The difficulty we have been considering seems to be met partly, if not wholly, by the principle that the time must not enter explicitly into our formulæ. All mechanical laws exhibit acceleration as a function of configuration, not of configuration and time jointly; and this principle of the irrelevance of the time may be extended to all scientific laws. In fact we might interpret the "uniformity of nature" as meaning just this, that no scientific law involves the time as an argument, unless, of course, it is given in an integrated form, in which case lapse of time, though not absolute time, may appear in our formulæ. Whether this consideration suffices to overcome our difficulty completely, I do not know; but in any case it does much to diminish it.

It will serve to illustrate what has been said if we apply it to the question of free will.

(1) Determinism in regard to the will is the doctrine that our volitions belong to some deterministic system, i.e. are "determined" in the sense defined above. Whether this doctrine is true or false, is a mere question of fact; no a priori considerations (if our previous discussions have been correct) can exist on either side.

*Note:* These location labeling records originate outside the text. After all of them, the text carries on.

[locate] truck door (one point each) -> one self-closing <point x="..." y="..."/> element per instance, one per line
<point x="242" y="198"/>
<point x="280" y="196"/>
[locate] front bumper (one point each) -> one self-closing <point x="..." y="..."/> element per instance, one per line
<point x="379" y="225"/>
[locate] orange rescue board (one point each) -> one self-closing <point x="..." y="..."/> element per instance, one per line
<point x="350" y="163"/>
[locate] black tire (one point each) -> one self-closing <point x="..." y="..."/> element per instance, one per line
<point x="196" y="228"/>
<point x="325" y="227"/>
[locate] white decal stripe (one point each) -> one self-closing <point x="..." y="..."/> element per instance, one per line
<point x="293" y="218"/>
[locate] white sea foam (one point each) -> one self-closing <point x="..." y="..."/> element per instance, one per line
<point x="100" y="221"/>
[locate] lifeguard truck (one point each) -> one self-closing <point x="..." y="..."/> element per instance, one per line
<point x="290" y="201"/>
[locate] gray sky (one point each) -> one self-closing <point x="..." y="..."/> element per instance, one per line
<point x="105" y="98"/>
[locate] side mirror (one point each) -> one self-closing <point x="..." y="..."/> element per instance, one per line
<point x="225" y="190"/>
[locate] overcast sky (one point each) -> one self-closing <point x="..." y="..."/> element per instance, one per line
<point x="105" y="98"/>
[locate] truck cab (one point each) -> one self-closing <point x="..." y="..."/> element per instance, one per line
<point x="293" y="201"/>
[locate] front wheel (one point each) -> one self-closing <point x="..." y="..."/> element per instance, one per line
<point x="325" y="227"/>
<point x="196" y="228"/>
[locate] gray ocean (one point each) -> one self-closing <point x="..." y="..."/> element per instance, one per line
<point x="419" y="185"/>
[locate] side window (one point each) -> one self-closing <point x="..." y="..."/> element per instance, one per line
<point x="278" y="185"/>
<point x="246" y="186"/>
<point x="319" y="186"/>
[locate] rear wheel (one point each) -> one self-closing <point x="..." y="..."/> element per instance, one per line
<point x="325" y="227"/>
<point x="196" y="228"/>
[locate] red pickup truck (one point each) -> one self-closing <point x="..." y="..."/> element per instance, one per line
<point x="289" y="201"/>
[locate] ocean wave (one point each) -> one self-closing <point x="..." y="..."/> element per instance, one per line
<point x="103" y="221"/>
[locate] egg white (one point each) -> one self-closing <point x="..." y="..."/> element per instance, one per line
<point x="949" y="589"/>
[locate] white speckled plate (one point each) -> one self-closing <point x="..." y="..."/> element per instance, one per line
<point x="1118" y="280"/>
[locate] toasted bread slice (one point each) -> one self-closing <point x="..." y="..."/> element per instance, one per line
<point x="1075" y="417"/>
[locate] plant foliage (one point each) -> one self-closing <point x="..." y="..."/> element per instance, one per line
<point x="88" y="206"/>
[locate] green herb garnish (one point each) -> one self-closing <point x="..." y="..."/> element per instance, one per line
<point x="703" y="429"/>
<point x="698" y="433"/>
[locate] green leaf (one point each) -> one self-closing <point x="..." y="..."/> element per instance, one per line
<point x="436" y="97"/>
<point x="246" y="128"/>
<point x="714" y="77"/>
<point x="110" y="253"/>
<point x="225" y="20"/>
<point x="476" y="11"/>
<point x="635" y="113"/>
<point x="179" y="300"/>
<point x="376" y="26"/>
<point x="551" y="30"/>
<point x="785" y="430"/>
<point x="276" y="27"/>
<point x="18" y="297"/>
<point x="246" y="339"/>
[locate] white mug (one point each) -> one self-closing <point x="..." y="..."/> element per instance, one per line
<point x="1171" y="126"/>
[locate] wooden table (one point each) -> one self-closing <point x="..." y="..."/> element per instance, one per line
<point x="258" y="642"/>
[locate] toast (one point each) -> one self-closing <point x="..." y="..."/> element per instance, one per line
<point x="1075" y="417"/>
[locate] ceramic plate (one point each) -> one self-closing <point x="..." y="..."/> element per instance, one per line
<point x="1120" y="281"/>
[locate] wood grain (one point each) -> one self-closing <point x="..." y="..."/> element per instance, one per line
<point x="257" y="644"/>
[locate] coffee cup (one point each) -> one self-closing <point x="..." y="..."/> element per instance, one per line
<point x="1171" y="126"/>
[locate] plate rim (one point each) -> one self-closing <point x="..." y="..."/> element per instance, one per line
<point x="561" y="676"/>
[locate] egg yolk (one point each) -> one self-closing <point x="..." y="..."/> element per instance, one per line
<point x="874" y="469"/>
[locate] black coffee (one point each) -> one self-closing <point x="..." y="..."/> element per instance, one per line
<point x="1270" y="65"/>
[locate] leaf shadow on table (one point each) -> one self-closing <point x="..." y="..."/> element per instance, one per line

On the one hand, there is no a priori category of causality, but merely certain observed uniformities. As a matter of fact, there are observed uniformities in regard to volitions; thus there is some empirical evidence that volitions are determined. But it would be very rash to maintain that the evidence is overwhelming, and it is quite possible that some volitions, as well as some other things, are not determined, except in the sense in which we found that everything must be determined.

(2) But, on the other hand, the subjective sense of freedom, sometimes alleged against determinism, has no bearing on the question whatever. The view that it has a bearing rests upon the belief that causes compel their effects, or that nature enforces obedience to its laws as governments do. These are mere anthropomorphic superstitions, due to assimilation of causes with volitions and of natural laws with human edicts. We feel that our will is not compelled, but that only means that it is not other than we choose it to be. It is one of the demerits of the traditional theory of causality that it has created an artificial opposition between determinism and the freedom of which we are introspectively conscious.

(3) Besides the general question whether volitions are determined, there is the further question whether they are mechanically determined, i.e. whether they are part of what was above defined as a mechanical system. This is the question whether they form part of a system with purely material determinants, i.e. whether there are laws which, given certain material data, make all volitions functions of those data. Here again, there is empirical evidence up to a point, but it is not conclusive in regard to all volitions. It is important to observe, however that even if volitions are part of a mechanical system, this by no means implies any supremacy of matter over mind. It may well be that the same system which is susceptible of material determinants is also susceptible of mental determinants; thus a mechanical system may be determined by sets of volitions, as well as by sets of material facts. It would seem, therefore, that the reasons which make people dislike the view that volitions are mechanically determined are fallacious.

(4) The notion of necessity, which is often associated with determinism, is a confused notion not legitimately deducible from determinism. Three meanings are commonly confounded when necessity is spoken of:—

(α) An action is necessary when it will be performed however much the agent may wish to do otherwise. Determinism does not imply that actions are necessary in this sense.

(β) A propositional function is necessary when all its values are true. This sense is not relevant to our present discussion.

(γ) A proposition is necessary with respect to a given constituent when it is the value, with that constituent as argument, of a necessary propositional function, in other words, when it remains true however that constituent may be varied. In this sense, in a deterministic system, the connection of a volition with its determinants is necessary, if the time at which the determinants occur be taken as the constituent to be varied, the time-interval between the determinants and the volition being kept constant. But this sense of necessity is purely logical, and has no emotional importance.

We may now sum up our discussion of causality. We found first that the law of causality, as usually stated by philosophers, is false, and is not employed in science. We then considered the nature of scientific laws, and found that, instead of stating that one event A is always followed by another event B, they stated functional relations between certain events at certain times, which we called determinants, and other events at earlier or later times or at the same time. We were unable to find any a priori category involved: the existence of scientific laws appeared as a purely empirical fact, not necessarily universal, except in a trivial and scientifically useless form. We found that a system with one set of determinants may very likely have other sets of a quite different kind, that, for example, a mechanically determined system may also be teleologically or volitionally determined. Finally we considered the problem of free will: here we found that the reasons for supposing volitions to be determined are strong but not conclusive, and we decided that even if volitions are mechanically determined, that is no reason for denying freedom in the sense revealed by introspection, or for supposing that mechanical events are not determined by volitions. The problem of free will versus determinism is therefore, if we were right, mainly illusory, but in part not yet capable of being decisively solved.